One could be here all day prattling off the problems with this movie, including lines of dialogue in the first act that are way too obviously getting paid off in the third act. There are also severe shifts in tone that see cartoony gags (like one recruit for the future war showing up in a chef’s hat) getting accompanied alongside brutal sci-fi violence. Neither end of Tomorrow War’s tonal spectrum is interesting, leaving this a movie that’s trying to please everyone but managing to just disappoint everyone instead.
Headlining the whole thing is a wasted cast, with J.K. Simmons and especially Betty Gilpin getting criminally little of substance to do. Worst of all, though, is how Chris Pratt is once again inhabiting a generic action movie lead role. As Jurassic World and Passengers showed, these parts do not allow him to indulge in his better traits as a performer. Saddled with such a poorly written character, Pratt is a total blank slate as boring as the rubble-covered future environments he inhabits. Sam Richardson scores a few chuckles as Forester’s best friend, but his puzzlingly prolonged absence from the middle of The Tomorrow War robs the movie of its best acting asset.

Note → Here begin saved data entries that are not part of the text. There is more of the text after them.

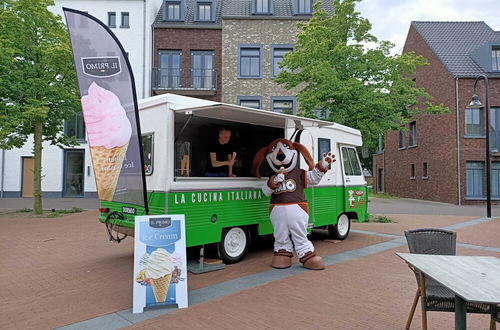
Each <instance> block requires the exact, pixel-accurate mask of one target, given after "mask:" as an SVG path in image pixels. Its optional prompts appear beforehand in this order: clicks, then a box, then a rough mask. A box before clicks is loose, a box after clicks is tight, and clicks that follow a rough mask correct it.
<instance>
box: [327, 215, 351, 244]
mask: <svg viewBox="0 0 500 330" xmlns="http://www.w3.org/2000/svg"><path fill="white" fill-rule="evenodd" d="M350 230H351V220H350V219H349V217H348V216H347V214H344V213H342V214H341V215H339V217H338V218H337V224H335V225H330V226H328V233H329V234H330V237H331V238H333V239H339V240H341V241H343V240H345V239H346V238H347V235H349V231H350Z"/></svg>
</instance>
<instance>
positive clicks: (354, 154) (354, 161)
mask: <svg viewBox="0 0 500 330" xmlns="http://www.w3.org/2000/svg"><path fill="white" fill-rule="evenodd" d="M342 159H343V161H344V173H345V175H361V166H360V165H359V160H358V153H357V152H356V149H354V148H347V147H342Z"/></svg>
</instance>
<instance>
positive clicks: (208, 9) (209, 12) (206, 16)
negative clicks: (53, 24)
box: [196, 0, 215, 21]
mask: <svg viewBox="0 0 500 330" xmlns="http://www.w3.org/2000/svg"><path fill="white" fill-rule="evenodd" d="M213 8H214V4H213V2H211V1H209V0H207V1H203V2H198V3H197V4H196V20H197V21H214V20H215V15H214V10H213Z"/></svg>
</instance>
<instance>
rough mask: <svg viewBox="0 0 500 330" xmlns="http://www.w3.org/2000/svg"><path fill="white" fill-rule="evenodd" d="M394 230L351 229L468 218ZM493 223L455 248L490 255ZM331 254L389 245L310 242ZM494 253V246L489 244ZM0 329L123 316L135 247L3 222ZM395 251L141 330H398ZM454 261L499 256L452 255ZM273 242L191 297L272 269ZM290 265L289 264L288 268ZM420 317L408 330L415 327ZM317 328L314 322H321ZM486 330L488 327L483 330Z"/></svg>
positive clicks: (347, 240)
mask: <svg viewBox="0 0 500 330" xmlns="http://www.w3.org/2000/svg"><path fill="white" fill-rule="evenodd" d="M391 217H392V218H395V220H396V221H397V223H394V224H379V223H374V224H372V223H370V224H359V223H354V224H353V228H355V229H362V230H368V231H374V232H384V233H390V234H396V235H402V234H403V230H404V229H407V228H416V227H419V226H421V227H441V226H446V225H450V224H454V223H460V222H464V221H466V220H470V219H471V218H473V217H460V216H453V217H450V216H409V215H391ZM498 223H499V222H488V223H483V224H479V225H474V226H470V227H467V228H464V229H460V230H458V236H459V241H462V242H466V243H470V244H478V245H488V246H495V242H498V240H496V235H495V233H494V232H495V231H496V232H498ZM311 239H312V240H313V243H314V244H315V246H316V249H317V251H318V252H319V253H320V254H322V255H331V254H336V253H340V252H345V251H349V250H353V249H359V248H361V247H364V246H368V245H373V244H377V243H381V242H385V241H388V240H390V238H387V237H381V236H373V235H366V234H363V233H359V232H352V233H351V234H350V236H349V237H348V239H347V240H345V241H335V240H331V239H329V237H328V235H327V232H326V231H315V232H314V233H313V235H312V236H311ZM496 246H498V245H496ZM0 251H1V253H0V267H1V268H2V272H0V299H1V301H2V302H4V303H2V304H0V315H1V316H2V317H0V329H50V328H54V327H60V326H63V325H67V324H73V323H76V322H80V321H83V320H88V319H92V318H96V317H98V316H102V315H106V314H110V313H114V312H117V311H122V310H125V309H129V308H130V307H131V305H132V280H133V273H132V272H133V269H132V267H133V239H126V240H125V241H123V242H122V243H120V244H116V243H111V242H109V241H108V239H107V237H106V234H105V230H104V226H103V225H102V224H100V223H99V222H98V221H97V212H96V211H88V212H82V213H77V214H70V215H66V216H64V217H60V218H52V219H49V218H30V217H26V216H19V215H16V216H12V217H9V216H6V215H5V214H4V215H1V216H0ZM396 251H407V249H406V247H405V246H402V247H401V248H398V249H395V250H391V251H385V252H382V253H377V254H374V255H370V256H367V257H362V258H358V259H355V260H352V261H348V262H341V263H338V264H335V265H332V266H329V267H328V268H327V270H325V271H321V272H316V271H308V272H304V273H301V274H298V275H295V276H292V277H289V278H285V279H282V280H278V281H274V282H270V283H267V284H263V285H259V286H256V287H253V288H250V289H247V290H244V291H240V292H235V293H233V294H230V295H228V296H224V297H221V298H217V299H213V300H210V301H207V302H204V303H201V304H199V305H195V306H192V307H190V308H188V309H186V310H181V311H176V312H173V313H171V314H168V315H164V316H161V317H157V318H154V319H151V320H148V321H145V322H142V323H139V324H137V325H136V326H135V327H136V328H138V327H141V328H148V329H149V328H152V329H154V328H158V329H160V328H162V329H163V328H166V327H167V326H168V328H172V329H176V328H179V329H185V328H200V327H203V328H208V329H212V328H217V329H225V328H227V329H235V328H238V329H246V328H248V329H250V328H252V329H255V328H263V329H266V328H269V329H271V328H272V329H279V328H285V327H286V328H290V327H291V328H307V329H309V328H316V329H323V328H324V329H332V328H334V329H401V328H402V327H403V324H404V320H405V319H406V317H407V315H408V311H409V308H410V305H411V300H412V298H413V295H414V293H415V289H416V284H415V279H414V277H413V275H412V273H411V272H410V271H409V269H408V268H407V267H406V265H405V264H404V262H403V261H402V260H400V259H399V258H398V257H397V256H395V255H394V252H396ZM457 252H458V253H459V254H469V255H475V254H482V255H496V256H497V257H500V254H499V253H492V252H487V251H483V250H477V249H467V248H461V247H459V248H458V251H457ZM271 253H272V239H267V240H266V239H262V240H259V241H258V243H257V245H256V246H254V247H253V248H252V250H251V252H250V253H249V255H248V256H247V258H245V260H244V261H243V262H240V263H238V264H235V265H228V266H227V267H226V269H224V270H223V271H218V272H212V273H206V274H202V275H193V274H188V283H189V289H190V290H194V289H198V288H203V287H206V286H210V285H213V284H217V283H220V282H224V281H227V280H230V279H235V278H239V277H242V276H245V275H249V274H253V273H257V272H261V271H266V270H269V269H270V268H269V263H270V258H271ZM295 260H296V259H295ZM419 313H420V312H419V309H417V313H416V315H415V318H414V321H413V322H414V323H413V326H412V328H414V329H419V328H420V323H419V322H420V314H419ZM468 318H469V320H470V321H469V323H470V325H469V329H486V328H487V324H488V320H487V317H486V319H485V316H481V315H470V316H469V317H468ZM318 320H320V321H318ZM452 324H453V314H452V313H431V314H430V316H429V325H430V329H447V328H450V327H452ZM483 325H486V326H483Z"/></svg>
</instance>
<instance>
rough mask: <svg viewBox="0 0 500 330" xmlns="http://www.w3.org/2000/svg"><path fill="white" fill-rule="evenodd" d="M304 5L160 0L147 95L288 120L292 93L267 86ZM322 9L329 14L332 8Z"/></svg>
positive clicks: (248, 2)
mask: <svg viewBox="0 0 500 330" xmlns="http://www.w3.org/2000/svg"><path fill="white" fill-rule="evenodd" d="M312 3H313V2H312V1H310V0H208V1H205V0H203V1H201V0H165V1H164V2H163V5H162V7H161V9H160V10H159V12H158V15H157V17H156V20H155V22H154V24H153V63H154V64H153V68H152V72H153V73H152V91H153V94H161V93H165V92H169V93H177V94H181V95H188V96H195V97H200V98H205V99H209V100H215V101H222V102H226V103H233V104H240V105H245V106H248V107H254V108H260V109H266V110H272V111H278V112H288V113H295V112H296V109H297V101H296V99H295V95H296V94H297V92H298V89H294V90H289V91H287V90H285V89H284V88H283V87H281V86H280V85H278V84H276V83H274V81H273V79H274V77H275V76H276V75H277V74H278V73H279V71H280V70H282V69H281V68H279V66H278V63H279V62H280V61H281V60H282V59H283V56H284V55H285V54H286V53H287V52H289V51H292V50H293V48H294V44H295V41H296V36H297V22H298V21H305V20H308V19H309V18H310V17H311V14H312V11H313V8H312ZM322 7H323V8H324V9H326V10H327V11H328V12H330V13H333V1H332V0H327V1H323V5H322Z"/></svg>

The best way to describe The Tomorrow War is that it’s miserable, just an utterly unpleasant experience through and through. It’s a spiritual successor to Battle: Los Angeles in being a bunch of ugly-looking noise that seems to stretch on for an eternity. There isn’t an ounce of heart or fun or ingenuity in here, a sharp departure from Chris McKay’s work on the excellent The LEGO Batman Movie from 2017. Though its primary setting is the world of the future, The Tomorrow War is a movie ripped straight out of yesteryear.